You should avoid collecting:
- Password-protected data
- Copyright-protected information
- Personal Identifiable Information (PII) for example name, email address, date of birth, phone number, billing information, etc.
Collecting this type of data may have significant legal/financial implications for your company. This is due to the General Data Protection Regulation (GDPR), and California Consumer Privacy Act (CCPA) which stipulates companies may be fined for lack of compliance.
**None of the content in this post constitutes legal advice. Before making any changes or decisions that affect the way in which you collect data or the type of data you collect, please consult legal counsel.**
Best ways to ensure your data collection is done correctly
#1: Perform targeted data collection
Instead of just collecting huge volumes of data or entire websites which may contain private data – pinpoint which data is essential to the projects you are collecting for, and only collect that. For example, instead of collecting entire social media profiles, only collect posts/comments pertaining to your product or industry in order to gauge target audience sentiment.

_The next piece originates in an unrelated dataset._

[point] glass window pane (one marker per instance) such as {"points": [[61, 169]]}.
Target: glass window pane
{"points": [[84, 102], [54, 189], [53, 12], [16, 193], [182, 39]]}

#2: Only collect publicly available data
Data collection can be tricky. Many open source data points may be technically challenging to collect due to complex target site architecture, but this data is public, and completely legal to crawl. However, if the data is password-protected or defined by law as PII, meaning indicative of an individual’s personal identity, then it should be avoided. Ensure you have data collection policies and procedures in place that ensure collectors are only monitoring open source data.
#3: Review target site Robots.txt files
These files exist on every website and essentially define the on-site dos and don’ts for robots/spiders/crawlers. It is a root directory which can be found by adding ‘/robots.txt’ at the end of any public domain. Be sure to check these and ensure your web crawlers are following these guidelines when crawling target sites.
#4: Use a sophisticated data collection tool
Tools such as Bright Data’s Web Scraper IDE allow you to specify exactly which data fields to collect, thereby avoiding personal data as well as any other undesired datasets.
Bright Data’s commitment to keeping private data private is of the highest importance which is why we have rolled out a tool to enable you to learn if your publicly available data was collected by Bright Data’s data collection platforms. You can then go ahead and ask for this information to be removed, which is part of our commitment to full transparency, and legal compliance.
The bottom line
Making sure you only collect datasets that are 100% ethical and compliant with regulations is extremely important to the long term value of your business. Avoid risk by implementing one or all of the above-mentioned suggestions today.